Les deux premières semaines de la guerre au Moyen-Orient ont émis autant de gaz à effet de serre qu’un pays comme l’Islande pendant un an, selon le think tank américain Climate and Community Institute.
« Environ la moitié de ce chiffre provient des bâtiments qui ont été détruits, car le béton et l’acier qui seront nécessaires pour les reconstruire sont très émetteurs en CO2 », explique Patrick Bigger, directeur des recherches au Climate and Community Institute.
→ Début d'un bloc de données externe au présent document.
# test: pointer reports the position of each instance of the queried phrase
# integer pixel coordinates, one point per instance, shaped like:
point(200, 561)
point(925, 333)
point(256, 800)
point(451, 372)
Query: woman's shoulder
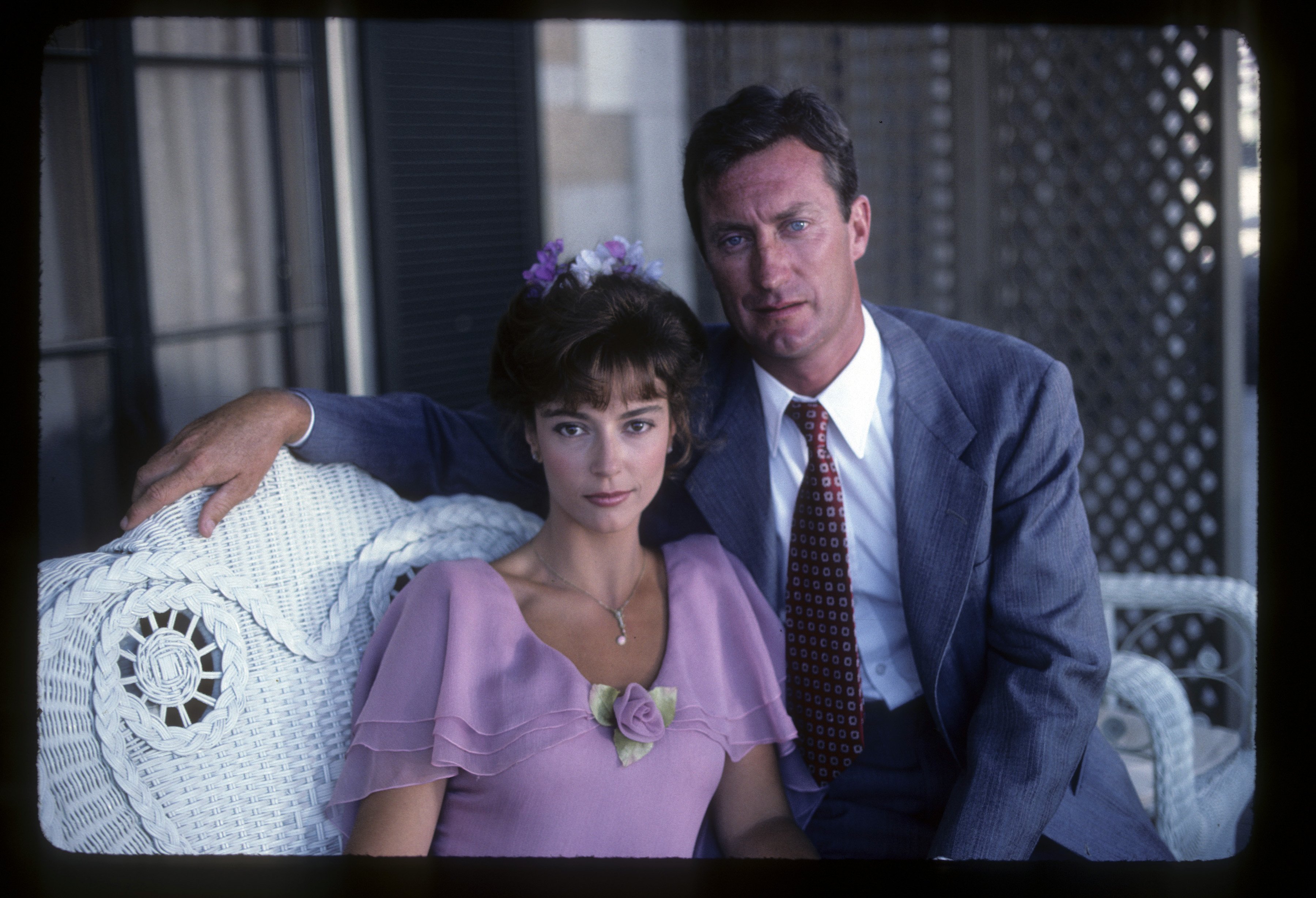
point(701, 564)
point(704, 552)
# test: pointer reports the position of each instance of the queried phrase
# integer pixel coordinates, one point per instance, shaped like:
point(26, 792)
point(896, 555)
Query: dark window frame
point(131, 339)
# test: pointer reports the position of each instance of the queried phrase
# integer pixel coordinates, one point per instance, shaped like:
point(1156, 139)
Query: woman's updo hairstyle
point(572, 344)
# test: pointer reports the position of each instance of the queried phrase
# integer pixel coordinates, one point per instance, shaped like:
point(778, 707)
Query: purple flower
point(547, 266)
point(638, 716)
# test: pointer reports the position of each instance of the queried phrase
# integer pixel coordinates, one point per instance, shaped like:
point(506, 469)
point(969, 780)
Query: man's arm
point(1047, 648)
point(406, 440)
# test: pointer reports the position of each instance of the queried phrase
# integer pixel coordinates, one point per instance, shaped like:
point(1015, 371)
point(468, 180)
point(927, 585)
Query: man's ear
point(861, 227)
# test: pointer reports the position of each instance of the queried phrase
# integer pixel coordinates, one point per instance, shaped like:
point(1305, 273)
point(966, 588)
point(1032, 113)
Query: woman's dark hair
point(755, 119)
point(572, 344)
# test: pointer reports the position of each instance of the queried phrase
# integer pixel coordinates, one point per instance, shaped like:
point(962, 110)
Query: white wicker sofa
point(195, 694)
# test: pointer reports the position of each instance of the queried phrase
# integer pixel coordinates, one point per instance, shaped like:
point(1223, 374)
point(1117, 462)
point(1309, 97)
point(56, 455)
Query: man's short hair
point(755, 119)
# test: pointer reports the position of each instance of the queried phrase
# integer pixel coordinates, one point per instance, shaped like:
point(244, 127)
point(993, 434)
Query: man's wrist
point(311, 424)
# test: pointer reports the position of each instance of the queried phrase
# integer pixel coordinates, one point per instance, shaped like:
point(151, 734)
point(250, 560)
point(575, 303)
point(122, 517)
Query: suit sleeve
point(1047, 653)
point(420, 448)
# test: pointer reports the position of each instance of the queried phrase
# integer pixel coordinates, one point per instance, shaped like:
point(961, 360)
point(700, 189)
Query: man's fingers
point(222, 504)
point(160, 494)
point(162, 464)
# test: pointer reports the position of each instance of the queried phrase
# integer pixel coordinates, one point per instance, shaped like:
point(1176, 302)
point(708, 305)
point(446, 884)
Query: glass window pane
point(199, 376)
point(70, 37)
point(198, 37)
point(78, 506)
point(309, 349)
point(300, 190)
point(208, 195)
point(72, 302)
point(289, 39)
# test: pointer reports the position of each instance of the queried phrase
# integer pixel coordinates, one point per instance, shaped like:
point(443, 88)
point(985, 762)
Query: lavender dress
point(456, 685)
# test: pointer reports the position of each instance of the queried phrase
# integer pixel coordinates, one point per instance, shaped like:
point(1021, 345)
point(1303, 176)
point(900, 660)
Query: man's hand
point(231, 448)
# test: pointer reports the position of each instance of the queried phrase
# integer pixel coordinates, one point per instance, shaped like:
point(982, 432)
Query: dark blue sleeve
point(420, 448)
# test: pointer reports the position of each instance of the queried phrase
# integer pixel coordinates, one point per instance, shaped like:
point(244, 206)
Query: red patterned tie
point(824, 692)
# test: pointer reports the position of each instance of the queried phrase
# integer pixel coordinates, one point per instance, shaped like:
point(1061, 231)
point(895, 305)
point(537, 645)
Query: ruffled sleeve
point(734, 659)
point(452, 681)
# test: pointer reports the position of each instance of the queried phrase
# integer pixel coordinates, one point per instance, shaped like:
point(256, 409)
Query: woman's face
point(603, 467)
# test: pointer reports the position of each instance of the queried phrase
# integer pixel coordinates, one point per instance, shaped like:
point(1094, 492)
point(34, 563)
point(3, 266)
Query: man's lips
point(609, 500)
point(777, 311)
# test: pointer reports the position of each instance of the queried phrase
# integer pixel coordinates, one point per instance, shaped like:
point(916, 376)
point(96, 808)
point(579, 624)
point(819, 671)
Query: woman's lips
point(609, 500)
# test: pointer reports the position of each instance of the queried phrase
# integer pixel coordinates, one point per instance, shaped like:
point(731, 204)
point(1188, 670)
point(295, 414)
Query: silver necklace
point(615, 613)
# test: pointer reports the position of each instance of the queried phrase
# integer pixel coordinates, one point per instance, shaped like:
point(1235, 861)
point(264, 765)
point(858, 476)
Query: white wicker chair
point(195, 694)
point(1194, 778)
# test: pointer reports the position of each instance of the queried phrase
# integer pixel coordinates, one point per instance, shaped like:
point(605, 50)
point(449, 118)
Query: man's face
point(782, 257)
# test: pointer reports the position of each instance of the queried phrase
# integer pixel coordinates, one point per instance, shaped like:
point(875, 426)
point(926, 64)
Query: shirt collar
point(851, 399)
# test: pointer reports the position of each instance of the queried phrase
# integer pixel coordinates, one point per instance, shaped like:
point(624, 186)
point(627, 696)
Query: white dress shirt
point(861, 406)
point(310, 427)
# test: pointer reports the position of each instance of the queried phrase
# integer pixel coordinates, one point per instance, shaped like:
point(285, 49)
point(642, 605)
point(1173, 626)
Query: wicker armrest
point(1158, 697)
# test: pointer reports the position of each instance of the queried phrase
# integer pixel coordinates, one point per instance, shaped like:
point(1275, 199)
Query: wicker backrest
point(195, 694)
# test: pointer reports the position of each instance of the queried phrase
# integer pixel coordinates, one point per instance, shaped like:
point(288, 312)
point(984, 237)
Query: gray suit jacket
point(998, 577)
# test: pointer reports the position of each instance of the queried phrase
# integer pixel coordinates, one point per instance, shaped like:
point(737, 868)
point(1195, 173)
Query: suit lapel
point(731, 484)
point(939, 498)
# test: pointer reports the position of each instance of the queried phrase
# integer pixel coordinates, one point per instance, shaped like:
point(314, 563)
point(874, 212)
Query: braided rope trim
point(419, 539)
point(110, 696)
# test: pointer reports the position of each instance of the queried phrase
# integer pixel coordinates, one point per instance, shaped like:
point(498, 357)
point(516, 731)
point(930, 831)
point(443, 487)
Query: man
point(939, 515)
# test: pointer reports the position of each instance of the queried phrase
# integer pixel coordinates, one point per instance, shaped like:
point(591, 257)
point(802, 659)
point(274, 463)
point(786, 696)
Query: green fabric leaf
point(665, 697)
point(601, 704)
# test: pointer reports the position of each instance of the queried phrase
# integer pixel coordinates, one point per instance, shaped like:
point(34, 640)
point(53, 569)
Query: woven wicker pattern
point(277, 601)
point(1195, 812)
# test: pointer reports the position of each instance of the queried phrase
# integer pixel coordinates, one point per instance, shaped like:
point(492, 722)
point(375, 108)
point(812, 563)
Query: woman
point(583, 694)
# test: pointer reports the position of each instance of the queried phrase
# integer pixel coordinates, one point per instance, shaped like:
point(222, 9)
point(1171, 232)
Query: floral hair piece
point(616, 256)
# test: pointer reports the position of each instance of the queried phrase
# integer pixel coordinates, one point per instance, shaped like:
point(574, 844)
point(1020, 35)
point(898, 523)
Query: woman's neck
point(606, 565)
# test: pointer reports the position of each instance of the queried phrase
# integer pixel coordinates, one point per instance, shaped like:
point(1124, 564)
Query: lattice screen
point(1107, 201)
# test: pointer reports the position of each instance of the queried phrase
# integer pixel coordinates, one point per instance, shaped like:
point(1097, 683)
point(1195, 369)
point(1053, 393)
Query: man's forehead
point(781, 179)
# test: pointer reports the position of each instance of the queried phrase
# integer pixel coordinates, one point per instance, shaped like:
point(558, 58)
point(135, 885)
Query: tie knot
point(811, 418)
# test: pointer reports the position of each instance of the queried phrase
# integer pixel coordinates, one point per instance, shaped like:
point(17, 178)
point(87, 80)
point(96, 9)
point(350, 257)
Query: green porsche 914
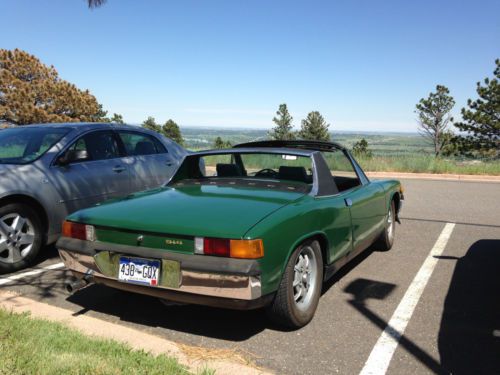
point(262, 224)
Ensuite viennent les émissions liées à la destruction des réserves de combustible qui font suite au bombardement des entrepôts d’hydrocarbures iraniens. « Nous les estimons à environ 2 millions de tonnes de CO2 », ajoute le spécialiste. (...)
Puis les autres sources de gaz à effet de serre, moins importantes, sont dues à la destruction d’équipements militaires, comme les avions de chasse américains ou des milliers de missiles et de drones qui ont été déployés dans la guerre jusqu’à présent.
Il estime que la guerre en Iran a un impact climatique équivalent à celui des 84 pays les moins émetteurs de la planète. (...)
Cet impact climatique va s’accélérer, selon lui, avec la relance de l’armement aux États-Unis ou en Europe notamment. (...)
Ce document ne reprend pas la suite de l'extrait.